Une réfugiée congolaise prend la tête de l'université d'Édimbourg

  • L'avocate aujourd'hui âgée de 45 ans a demandé l'asile au Royaume-Uni, fondé une famille et s'est installée en Ecosse où, militante politique, elle s'est spécialisée dans les dossiers de droits humains
  • Debora Kayembe s'apprête à devenir rectrice de la vénérable université d'Édimbourg, qui sera pour la première fois dirigée par une personne noire

ÉDIMBOURG, Royaume-Uni : Plus de 16 ans après avoir fui la République démocratique du Congo, recherchée par un groupe armé qu'elle a contribué à démasquer, Debora Kayembe s'apprête à devenir rectrice de la vénérable université d'Édimbourg, qui sera pour la première fois dirigée par une personne noire.

Depuis ce temps-là, l'avocate aujourd'hui âgée de 45 ans a demandé l'asile au Royaume-Uni, fondé une famille et s'est installée en Ecosse où, militante politique, elle s'est spécialisée dans les dossiers de droits humains.

Malgré son parcours, elle estime que rien ne l'avait préparée à se voir proposer de prendre la tête de l'université d'Édimbourg, fondée au XVIe siècle.

En novembre dernier, elle avait été approchée pour savoir si elle envisagerait d'accepter le poste, jamais occupé par une personne noire. Elle a accepté, mais pensant que ses chances étaient minces.

Sa nomination l'a laissée sans voix.

"C'est quelque chose que ne n'avais jamais imaginé", confie à l'AFP Debora Kayembe. "C'est quelque chose que je n'ai jamais cherché, c'est arrivé sur un plateau".

Sabotage

Plusieurs mois avant sa nomination, elle s'était retrouvée mêlée à un conflit qu'elle avait d'abord voulu éviter.

Elle avait déjà été victime de racisme auparavant en Ecosse. Mais les attaques ont atteint leur paroxysme en juin dernier, en pleine mobilisation mondiale contre le racisme après la mort de George Floyd, Américain noir mort lors de son arrestation par la police aux États-Unis

Debra Kayembe se rendait en voiture à un rendez-vous professionnel quand sa voiture a violemment quitté la route. En inspectant le véhicule, elle s'est rendu compte que des clous avaient été mis sur les quatre pneus de sa voiture.

"Les fois précédentes, je pouvais dormir tranquille", explique-t-elle. "Parfois il faut faire le dos rond et laisser passer les choses, mais ce qui m'est arrivé ce jour-là est inacceptable."

Elle a raconté ce qui s'était passé sur les réseaux sociaux. Mais plutôt que de chercher la confrontation, elle a choisi d'adopter un message de tolérance et de dialogue avec ses agresseurs.

"Je leur ai dit, écoutez, ces choses font partie du passé", explique-t-elle. "On a dépassé ça, si vous ne comprenez toujours pas, il va falloir qu'on dialogue. C'était ça mon message. Rien d'autre".

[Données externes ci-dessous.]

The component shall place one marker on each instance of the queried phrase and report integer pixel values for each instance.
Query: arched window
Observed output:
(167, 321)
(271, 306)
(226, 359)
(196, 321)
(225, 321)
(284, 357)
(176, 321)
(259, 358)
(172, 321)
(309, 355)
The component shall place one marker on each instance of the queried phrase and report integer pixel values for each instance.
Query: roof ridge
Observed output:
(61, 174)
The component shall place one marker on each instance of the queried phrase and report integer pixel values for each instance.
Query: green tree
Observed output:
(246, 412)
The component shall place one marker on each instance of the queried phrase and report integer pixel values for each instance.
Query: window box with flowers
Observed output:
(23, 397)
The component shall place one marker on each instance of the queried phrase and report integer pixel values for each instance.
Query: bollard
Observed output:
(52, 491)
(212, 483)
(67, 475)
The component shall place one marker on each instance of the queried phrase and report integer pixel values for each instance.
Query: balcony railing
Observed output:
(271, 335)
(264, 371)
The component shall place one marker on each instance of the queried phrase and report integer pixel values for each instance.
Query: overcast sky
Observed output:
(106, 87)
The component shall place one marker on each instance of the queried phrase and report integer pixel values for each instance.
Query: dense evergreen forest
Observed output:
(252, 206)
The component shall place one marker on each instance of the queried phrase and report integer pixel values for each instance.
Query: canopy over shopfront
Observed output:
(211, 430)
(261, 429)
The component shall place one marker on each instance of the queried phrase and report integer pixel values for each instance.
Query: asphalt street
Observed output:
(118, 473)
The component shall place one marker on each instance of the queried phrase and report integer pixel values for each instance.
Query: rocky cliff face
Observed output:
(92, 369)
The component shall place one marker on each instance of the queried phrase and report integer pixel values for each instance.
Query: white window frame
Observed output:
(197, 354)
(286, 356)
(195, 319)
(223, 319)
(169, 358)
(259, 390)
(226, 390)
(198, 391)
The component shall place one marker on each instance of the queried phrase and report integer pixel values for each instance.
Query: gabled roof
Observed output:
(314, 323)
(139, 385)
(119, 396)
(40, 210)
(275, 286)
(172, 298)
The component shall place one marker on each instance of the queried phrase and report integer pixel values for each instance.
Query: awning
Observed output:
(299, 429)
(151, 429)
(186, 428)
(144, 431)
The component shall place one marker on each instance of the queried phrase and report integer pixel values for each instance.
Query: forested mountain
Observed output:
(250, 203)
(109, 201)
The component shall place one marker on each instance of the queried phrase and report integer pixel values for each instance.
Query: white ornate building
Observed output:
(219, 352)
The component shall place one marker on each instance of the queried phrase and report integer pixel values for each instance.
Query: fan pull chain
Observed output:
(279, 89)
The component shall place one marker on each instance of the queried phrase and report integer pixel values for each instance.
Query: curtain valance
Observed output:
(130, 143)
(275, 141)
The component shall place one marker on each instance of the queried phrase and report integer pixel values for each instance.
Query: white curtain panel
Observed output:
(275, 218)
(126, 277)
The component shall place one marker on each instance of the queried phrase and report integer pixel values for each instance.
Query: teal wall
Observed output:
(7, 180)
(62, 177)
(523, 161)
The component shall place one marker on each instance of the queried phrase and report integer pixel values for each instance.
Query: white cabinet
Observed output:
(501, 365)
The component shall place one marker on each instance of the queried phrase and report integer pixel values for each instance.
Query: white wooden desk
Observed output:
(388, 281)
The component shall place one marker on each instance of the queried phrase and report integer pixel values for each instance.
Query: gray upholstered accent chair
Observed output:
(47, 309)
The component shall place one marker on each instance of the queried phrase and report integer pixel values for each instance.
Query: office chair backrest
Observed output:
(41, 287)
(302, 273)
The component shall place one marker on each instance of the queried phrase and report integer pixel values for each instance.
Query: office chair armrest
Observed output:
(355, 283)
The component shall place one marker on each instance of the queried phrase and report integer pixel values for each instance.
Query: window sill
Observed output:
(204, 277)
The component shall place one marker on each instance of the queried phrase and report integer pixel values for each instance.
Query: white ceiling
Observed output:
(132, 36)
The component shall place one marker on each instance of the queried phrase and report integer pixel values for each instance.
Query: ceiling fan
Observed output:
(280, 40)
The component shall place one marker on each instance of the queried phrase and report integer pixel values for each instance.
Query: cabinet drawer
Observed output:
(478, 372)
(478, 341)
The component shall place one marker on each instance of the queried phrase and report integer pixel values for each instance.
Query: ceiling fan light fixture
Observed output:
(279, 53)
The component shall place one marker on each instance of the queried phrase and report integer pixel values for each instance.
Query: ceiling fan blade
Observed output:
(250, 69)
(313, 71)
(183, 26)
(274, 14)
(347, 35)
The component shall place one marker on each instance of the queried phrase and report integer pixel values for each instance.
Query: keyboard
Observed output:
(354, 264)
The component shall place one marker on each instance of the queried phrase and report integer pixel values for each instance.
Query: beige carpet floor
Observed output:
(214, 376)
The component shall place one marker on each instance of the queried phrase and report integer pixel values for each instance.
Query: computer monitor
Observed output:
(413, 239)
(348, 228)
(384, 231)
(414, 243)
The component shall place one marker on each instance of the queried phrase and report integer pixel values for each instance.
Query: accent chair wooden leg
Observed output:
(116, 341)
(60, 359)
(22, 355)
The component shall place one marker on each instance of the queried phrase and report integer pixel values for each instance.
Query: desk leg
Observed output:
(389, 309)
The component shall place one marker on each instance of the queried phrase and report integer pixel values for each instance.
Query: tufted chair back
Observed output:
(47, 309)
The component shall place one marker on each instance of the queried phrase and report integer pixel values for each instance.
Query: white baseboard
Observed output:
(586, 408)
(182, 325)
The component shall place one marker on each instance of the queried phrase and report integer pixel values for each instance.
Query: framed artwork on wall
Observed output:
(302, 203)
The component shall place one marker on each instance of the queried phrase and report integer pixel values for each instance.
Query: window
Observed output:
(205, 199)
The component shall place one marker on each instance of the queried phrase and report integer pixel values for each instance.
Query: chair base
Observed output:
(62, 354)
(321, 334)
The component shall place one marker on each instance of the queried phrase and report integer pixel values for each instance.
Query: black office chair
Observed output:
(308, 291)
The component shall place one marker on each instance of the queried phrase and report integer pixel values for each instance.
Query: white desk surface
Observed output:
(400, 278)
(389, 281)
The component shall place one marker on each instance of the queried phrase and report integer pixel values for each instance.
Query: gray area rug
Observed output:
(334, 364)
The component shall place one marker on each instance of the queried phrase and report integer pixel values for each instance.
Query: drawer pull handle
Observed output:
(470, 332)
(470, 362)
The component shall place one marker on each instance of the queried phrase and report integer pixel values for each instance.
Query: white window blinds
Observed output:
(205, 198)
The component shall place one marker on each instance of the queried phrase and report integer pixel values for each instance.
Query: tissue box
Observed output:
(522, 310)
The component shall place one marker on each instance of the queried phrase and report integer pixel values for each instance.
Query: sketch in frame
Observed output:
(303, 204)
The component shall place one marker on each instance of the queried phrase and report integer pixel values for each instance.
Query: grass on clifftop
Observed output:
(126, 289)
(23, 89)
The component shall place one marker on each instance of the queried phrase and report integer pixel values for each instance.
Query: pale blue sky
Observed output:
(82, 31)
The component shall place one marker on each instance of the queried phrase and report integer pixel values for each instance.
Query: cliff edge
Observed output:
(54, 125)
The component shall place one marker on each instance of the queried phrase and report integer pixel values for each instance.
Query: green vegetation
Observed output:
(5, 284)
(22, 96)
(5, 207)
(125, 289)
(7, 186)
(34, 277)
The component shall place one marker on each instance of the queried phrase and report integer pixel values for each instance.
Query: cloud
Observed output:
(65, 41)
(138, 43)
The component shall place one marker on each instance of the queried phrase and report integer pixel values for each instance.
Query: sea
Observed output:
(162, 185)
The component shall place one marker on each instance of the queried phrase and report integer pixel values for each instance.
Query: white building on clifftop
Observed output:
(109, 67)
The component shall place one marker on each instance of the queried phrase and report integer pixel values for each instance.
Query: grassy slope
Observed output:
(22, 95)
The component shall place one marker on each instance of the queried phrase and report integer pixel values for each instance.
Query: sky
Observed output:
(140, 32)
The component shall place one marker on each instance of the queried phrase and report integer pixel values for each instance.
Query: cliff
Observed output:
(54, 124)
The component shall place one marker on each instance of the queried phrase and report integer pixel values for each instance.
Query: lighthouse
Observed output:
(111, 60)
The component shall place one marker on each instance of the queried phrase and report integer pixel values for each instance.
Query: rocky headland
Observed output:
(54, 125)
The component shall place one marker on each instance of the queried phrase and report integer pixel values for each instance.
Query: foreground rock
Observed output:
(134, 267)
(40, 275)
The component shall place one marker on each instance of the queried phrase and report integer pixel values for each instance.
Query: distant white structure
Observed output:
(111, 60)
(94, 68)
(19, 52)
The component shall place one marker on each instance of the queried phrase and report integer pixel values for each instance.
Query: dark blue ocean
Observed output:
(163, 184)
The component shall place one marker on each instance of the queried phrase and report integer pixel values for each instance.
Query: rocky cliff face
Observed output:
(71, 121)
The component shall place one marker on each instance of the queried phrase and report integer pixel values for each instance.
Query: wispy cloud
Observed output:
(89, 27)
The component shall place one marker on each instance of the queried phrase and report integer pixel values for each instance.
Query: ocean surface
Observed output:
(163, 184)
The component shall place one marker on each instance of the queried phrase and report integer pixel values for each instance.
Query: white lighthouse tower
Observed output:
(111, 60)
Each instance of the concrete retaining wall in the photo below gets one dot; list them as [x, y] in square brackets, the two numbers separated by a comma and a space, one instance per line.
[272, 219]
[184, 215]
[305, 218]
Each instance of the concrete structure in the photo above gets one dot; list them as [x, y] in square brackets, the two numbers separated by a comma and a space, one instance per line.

Peu de temps après, sa fille est revenue de l'école en larmes, une enseignante lui avait demandé de faire une danse d'esclave devant ses camarades de classe.

Après des explications avec l'école, elle a lancé une pétition pour que le Parlement écossais s'attaque d'urgence au racisme dans le système éducatif.

Le Parlement a accepté, la question sera débattue dans les mois qui viennent.

C'est justement le message de dialogue et de tolérance qui a attiré l'attention de l'université d'Édimbourg, qui compte parmi ses anciens étudiants Premiers ministres, prix Nobel et athlètes olympiques.

"Ils m'ont dit qu'en tant que rectrice de l'université, votre message ira loin et le monde entier écoutera", rapporte-t-elle. "C'est pour ça que nous voudrions que vous preniez le poste".

Fierté nationale

Selon Debora Kayembe, née à Kinshasa et élevée par son oncle médecin, sa famille en RDC a été submergée d'émotion en apprenant la nouvelle.

"Il y a un sentiment de fierté nationale, ils attendent la cérémonie inaugurale cet été pour venir en Ecosse voir ça de leurs propres yeux", raconte-t-elle.

Sa priorité après son installation le 1er mars sera de s'assurer que l'université attire "les esprits les plus brillants en Ecosse" pour l'aider à se remettre après le coronavirus.

La pandémie a eu pour vertu d'ouvrir les possibilités d'enseignement à distance, une opportunité pour l'Afrique, selon Debora Kayembe.

Membre du barreau congolais depuis 2000, elle n'est pas retournée dans son pays depuis qu'elle a fui. Là-bas, sa vie est toujours menacée.

Elle espère pouvoir grâce à son poste de rectrice promouvoir un meilleur enseignement pour le continent.

"L'Afrique a besoin de l'éducation, de la meilleure éducation", souligne-telle, "mon rôle sera de m'assurer que ce soit tout en haut de l'agenda".

 


Erdogan et Netanyahu s'écharpent sur le Proche-Orient

Le président turc Recep Tayyip Erdogan a accusé Benjamin Netanyahu de « suivre la voie d’Hitler » jeudi, après que le dirigeant israélien a affirmé qu’il était un « dictateur antisémite » ayant commis un « génocide » contre les Kurdes. (AFP/archives)
Le président turc Recep Tayyip Erdogan a accusé Benjamin Netanyahu de « suivre la voie d’Hitler » jeudi, après que le dirigeant israélien a affirmé qu’il était un « dictateur antisémite » ayant commis un « génocide » contre les Kurdes. (AFP/archives)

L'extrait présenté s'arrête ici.